Rheumatol Int. 2012 Jul;32(7):1939-43. doi: 10.1007/s00296-011-1886-y. Epub 2011 Apr 2.
Aim of this study is to analyze the demographic, clinical, and biochemical features, and survival of familial juvenile systemic lupus erythematosus (FJSLE) in Arab children. The medical records of children with FJSLE seen at three pediatric rheumatology clinics in Saudi Arabia and Oman were retrospectively reviewed.
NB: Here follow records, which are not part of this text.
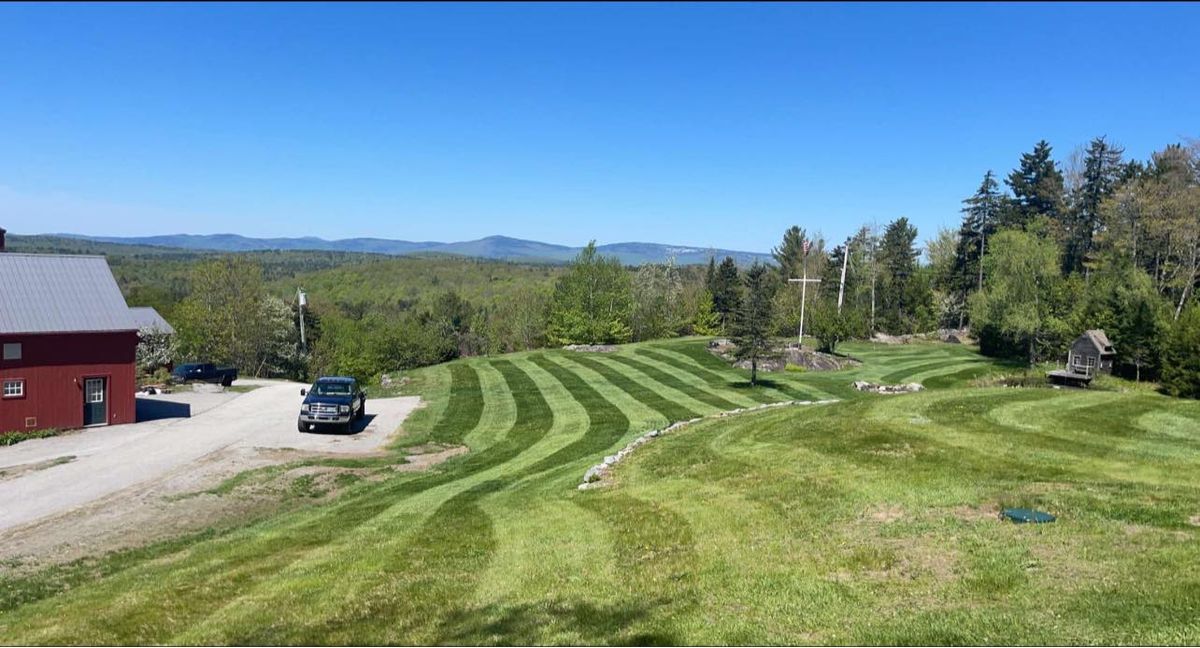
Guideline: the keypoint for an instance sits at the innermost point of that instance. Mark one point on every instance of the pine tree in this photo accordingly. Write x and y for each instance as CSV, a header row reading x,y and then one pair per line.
x,y
1037,187
790,253
981,216
751,327
1102,173
707,321
1181,355
726,291
901,292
All included children have met the following criteria: Arab ethnicity, definite diagnosis of SLE using the revised 1982 American College of Rheumatology classification criteria and family history of more than one affected sibling with SLE. The collected data included: gender, age at diagnosis, clinical and laboratory features at diagnosis. Unusual co-morbidity and mortality associated with the disease were studied. There were 50 children with FJSLE belonging to 18 families; the frequency of FJSLE in our cohort was 20.8%. The mean age at onset of SLE was 86 months (range, 18-168 months), while the mean age at diagnosis was 95 months (range, 24-192 months), and the mean duration of follow-up was 60.9 months (range, 7-132 months). The proportion of girls was predominant (78%). Autosomal recessive mode of inheritance was strongly suggested in number of our families. Mucocutaneous manifestations, arthritis, and nephritis were the most frequent features. Thirty-five patients had renal lesions, 18 of them had class IV nephritis according WHO classification. All patients were treated with different doses of steroid and immunosuppressive drugs; 37 (74%) patients received cyclophosphamide, and 6 patients treated with Rituximab. There were 5 patients required dialysis due to ESRD and 8 deaths related to SLE during the period of follow-up. FJSLE is not uncommon in our society. These findings may be helpful in identifying SLE patients with a stronger genetic predisposition; hopefully, one or more additional risk loci can be identified in multiplex Arab families that are different from what has been reported in other ethnic populations.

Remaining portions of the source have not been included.